老齢性認知障害(痴呆)


●なぜ、認知障害になるのか


老齢犬の脳にも人間の老人と同じように、脳血管にアミロイドという不溶性たんぱく質が沈着する「アミロイド変性」が多く見られます。


このような脳内の血管が正常でなくなる脳血管変成は、老化とともに全ての犬に起こりますが、全てが認知障害になるわけではありません。


犬の認知障害は、老化によって脳神経細胞の活動が衰え、さらには知性や感情、運動をコントロールする神経の機能が低下したことで起きます。


全盛期の犬では、脳から発せられた情報は1秒間に約6,000mのスピードで伝達されますが、老犬になるとそのスピードは1秒間に約1,300mまで下がります。


そして、脳の機能が低下し、脳の血管は伸縮性を失い、肺機能も低下してきます。すると脳は十分な酸素の供給を受けることができなくなり、記憶や学習の機能が低下すると考えられます。


はっきりした定義はありませんが、「加齢に伴う生理的な神経細胞の脱落及び神経機能障害」となります。


犬の神経系は、中枢神経(脳、脊髄)、末梢神経(知覚神経、運動神経)、自律神経からなっています。それらの脳神経細胞は、18~20年で死滅するといわれます。ですから、人間の70歳に近い、13~15歳くらいになると、ボケ(痴呆)の症状が出てもおかしくないようです。

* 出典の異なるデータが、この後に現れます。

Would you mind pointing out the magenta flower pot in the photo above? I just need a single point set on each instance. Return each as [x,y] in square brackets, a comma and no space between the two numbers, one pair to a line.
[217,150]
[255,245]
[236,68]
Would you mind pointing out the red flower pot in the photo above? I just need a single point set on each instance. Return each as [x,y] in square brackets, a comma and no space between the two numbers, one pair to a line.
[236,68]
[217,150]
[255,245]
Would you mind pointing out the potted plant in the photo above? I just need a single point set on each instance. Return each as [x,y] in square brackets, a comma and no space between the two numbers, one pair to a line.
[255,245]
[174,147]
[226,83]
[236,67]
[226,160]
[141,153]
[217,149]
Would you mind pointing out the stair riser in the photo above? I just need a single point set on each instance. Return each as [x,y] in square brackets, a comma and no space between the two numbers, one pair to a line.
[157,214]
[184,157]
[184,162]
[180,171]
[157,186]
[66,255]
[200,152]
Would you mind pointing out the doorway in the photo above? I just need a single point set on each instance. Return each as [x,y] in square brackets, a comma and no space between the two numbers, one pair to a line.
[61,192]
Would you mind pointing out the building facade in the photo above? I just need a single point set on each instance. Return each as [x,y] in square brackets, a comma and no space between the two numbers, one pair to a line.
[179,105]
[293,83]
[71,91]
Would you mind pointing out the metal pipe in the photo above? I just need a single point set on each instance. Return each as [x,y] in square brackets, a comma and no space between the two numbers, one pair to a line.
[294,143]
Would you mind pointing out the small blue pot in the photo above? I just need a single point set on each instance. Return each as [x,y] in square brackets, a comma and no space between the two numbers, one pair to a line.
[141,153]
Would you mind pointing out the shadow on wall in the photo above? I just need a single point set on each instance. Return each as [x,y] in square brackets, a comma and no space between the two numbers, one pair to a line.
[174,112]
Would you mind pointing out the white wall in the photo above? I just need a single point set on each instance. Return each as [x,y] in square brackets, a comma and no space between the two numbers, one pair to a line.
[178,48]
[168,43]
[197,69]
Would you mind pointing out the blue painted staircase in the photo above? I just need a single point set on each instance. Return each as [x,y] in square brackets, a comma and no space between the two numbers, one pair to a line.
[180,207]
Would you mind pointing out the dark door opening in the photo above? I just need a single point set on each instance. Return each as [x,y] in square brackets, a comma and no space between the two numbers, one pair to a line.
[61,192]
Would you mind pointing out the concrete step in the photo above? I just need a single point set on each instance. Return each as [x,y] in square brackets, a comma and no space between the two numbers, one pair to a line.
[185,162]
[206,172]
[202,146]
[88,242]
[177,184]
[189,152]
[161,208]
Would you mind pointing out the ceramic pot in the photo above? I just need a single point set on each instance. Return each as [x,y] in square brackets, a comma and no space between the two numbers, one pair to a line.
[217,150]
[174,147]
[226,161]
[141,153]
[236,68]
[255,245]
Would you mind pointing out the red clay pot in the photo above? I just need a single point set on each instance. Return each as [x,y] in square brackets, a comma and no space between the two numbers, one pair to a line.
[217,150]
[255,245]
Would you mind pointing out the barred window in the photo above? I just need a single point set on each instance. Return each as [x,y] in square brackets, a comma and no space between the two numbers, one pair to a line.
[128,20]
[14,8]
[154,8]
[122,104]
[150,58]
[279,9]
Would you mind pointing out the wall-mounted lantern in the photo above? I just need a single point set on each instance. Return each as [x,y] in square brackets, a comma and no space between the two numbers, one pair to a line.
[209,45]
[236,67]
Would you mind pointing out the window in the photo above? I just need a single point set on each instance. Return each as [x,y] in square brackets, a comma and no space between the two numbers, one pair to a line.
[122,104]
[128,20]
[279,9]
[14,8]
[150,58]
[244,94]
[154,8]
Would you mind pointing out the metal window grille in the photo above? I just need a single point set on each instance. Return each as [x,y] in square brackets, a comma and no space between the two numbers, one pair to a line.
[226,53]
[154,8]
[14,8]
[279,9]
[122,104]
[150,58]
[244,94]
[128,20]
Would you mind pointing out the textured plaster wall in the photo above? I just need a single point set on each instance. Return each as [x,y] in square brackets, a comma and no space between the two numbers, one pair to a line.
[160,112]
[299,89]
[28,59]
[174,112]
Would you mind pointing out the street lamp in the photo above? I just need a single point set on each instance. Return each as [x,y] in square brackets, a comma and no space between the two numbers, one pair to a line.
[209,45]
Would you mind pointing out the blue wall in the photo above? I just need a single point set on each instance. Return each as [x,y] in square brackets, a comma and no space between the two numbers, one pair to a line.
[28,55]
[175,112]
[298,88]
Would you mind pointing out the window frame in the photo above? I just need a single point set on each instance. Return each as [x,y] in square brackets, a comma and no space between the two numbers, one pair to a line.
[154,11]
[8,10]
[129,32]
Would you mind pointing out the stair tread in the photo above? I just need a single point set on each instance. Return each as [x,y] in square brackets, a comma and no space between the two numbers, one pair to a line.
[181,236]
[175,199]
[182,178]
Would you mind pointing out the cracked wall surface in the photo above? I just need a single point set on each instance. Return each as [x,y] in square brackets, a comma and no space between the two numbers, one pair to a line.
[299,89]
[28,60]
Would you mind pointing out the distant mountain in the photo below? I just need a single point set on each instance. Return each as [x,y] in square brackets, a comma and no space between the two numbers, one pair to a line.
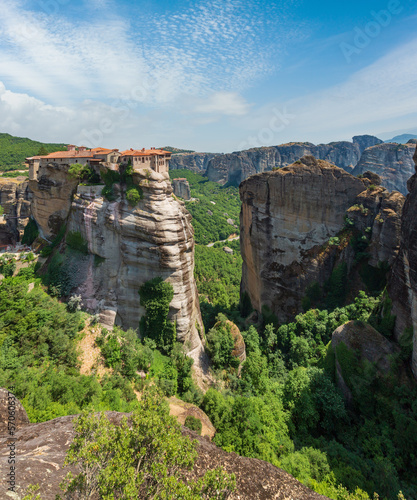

痴呆はオス犬に多く、痴呆犬の70%は、柴犬及びその雑種が占めていると言われます。


なぜ、日本犬の柴犬に痴呆が多いのかは、日本犬は昔から魚を多く食べてきたので、魚油などに含まれている不飽和脂肪酸のDHAやEPAなどの要求量が洋犬に比べて多いためではないかという研究報告がされています。


つまり、不飽和脂肪酸を多く必要とする体質なので、脳の神経細胞を活性化させるために使われる不飽和脂肪酸が不足してしまうからではないかというものです。


老齢犬の脳を調べると、脳全体が縮んだ結果、脳質がとても大きくなっていることがあります。また、脳組織を顕微鏡で調べると、老人の脳と同じように「老人班」というシミがたくさん見えます。


年をとると、脳から排出されるホルモンと、神経系統でつくられる神経内分泌物質の生産量が減少します。


特に脳で生産されるドーパミンと呼ばれるホルモンの生産量は急激に低くなります。ドーパミンは脳の機能を支配するホルモンで、その減少が脳機能の低下原因と考えられます。